Non per condannare: Cristo e la Chiesa. Omelia nel pellegrinaggio giubilare del Vicariato di Ariccia – 14 settembre 2016

14-09-2016
Non per condannare: Cristo e la Chiesa
Omelia nel pellegrinaggio giubilare del Vicariato di Ariccia

 
1. «Dio non ha mandato il Figlio nel mondo per condannare il mondo, ma perché il mondo sia salvato per mezzo di lui». È la parola di conforto che oggi, celebrando la festa della santa Croce, abbiamo ascoltato e non c’è «vangelo» più bello di questo. L’annuncio nuovo, bello e confortante; l’annuncio che ci apre il cuore e dischiude al nostro sguardo orizzonti di salvezza è questo: ha mandato il suo Figlio non per condannarci, ma per salvarci! Ripetiamo, allora, l’antica invocazione che ritma la pia pratica della Via Crucis: «Ti adoriamo, o Cristo e ti benediciamo; perché con la tua Santa Croce hai redento il mondo»

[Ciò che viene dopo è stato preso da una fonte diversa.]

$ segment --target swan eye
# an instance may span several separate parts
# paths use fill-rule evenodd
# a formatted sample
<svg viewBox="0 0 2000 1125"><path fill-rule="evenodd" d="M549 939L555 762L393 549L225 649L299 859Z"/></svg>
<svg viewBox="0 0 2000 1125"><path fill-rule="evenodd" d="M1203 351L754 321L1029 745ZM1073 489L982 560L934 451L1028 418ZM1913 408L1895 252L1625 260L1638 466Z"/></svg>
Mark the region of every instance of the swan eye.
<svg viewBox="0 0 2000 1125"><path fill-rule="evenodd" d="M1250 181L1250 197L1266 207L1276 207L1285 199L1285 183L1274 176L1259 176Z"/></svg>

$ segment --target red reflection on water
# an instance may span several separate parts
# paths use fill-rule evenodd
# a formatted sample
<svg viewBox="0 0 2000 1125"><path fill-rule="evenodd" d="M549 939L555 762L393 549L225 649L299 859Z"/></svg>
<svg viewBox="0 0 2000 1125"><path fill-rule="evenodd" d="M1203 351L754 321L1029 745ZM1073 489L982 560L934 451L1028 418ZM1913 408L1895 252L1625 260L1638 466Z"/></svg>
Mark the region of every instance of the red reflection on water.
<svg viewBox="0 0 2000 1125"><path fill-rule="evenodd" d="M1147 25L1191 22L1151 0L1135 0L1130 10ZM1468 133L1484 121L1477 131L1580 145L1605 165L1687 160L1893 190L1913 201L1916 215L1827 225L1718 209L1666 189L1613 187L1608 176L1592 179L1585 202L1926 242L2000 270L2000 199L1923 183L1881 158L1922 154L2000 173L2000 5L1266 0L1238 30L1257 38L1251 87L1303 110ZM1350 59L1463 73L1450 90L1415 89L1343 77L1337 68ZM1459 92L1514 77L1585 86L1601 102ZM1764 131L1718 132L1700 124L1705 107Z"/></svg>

Adoriamo la Croce sentendo più viva in noi «la gioia di essere salvati» (Colletta martedì IV sett. di Pasqua). Siamone certi: anche Gesù è contento di averci donato la salvezza mentre ci «consegnava» la sua vita. Egli è ancora più contento quando vede che questa Vita noi l’accogliamo pentiti e fiduciosi nel suo perdono. «C’è più gioia in cielo…», leggiamo nel vangelo di Luca, che prosegue con la parabola del figliol prodigo (cf. Lc 15, 7. 10).
È la stessa semplice, ma grande intuizione di fra’ Vincenzo da Bassiano, l’umile frate che ha scolpito il Crocifisso di Nemi, che avete scelto come guida per il vostro pellegrinaggio giubilare e portato qui nella nostra Cattedrale. La vostra scelta di portare questa cara Immagine nelle vostre Comunità e ora, da voi tutti insieme, nella nostra Cattedrale – dove rimarrà per alcuni giorni – mi commuove. Ve ne sono riconoscente e nel salutarvi tutti, insieme con i vostri Sindaci e Autorità comunali, vi dico il mio grazie.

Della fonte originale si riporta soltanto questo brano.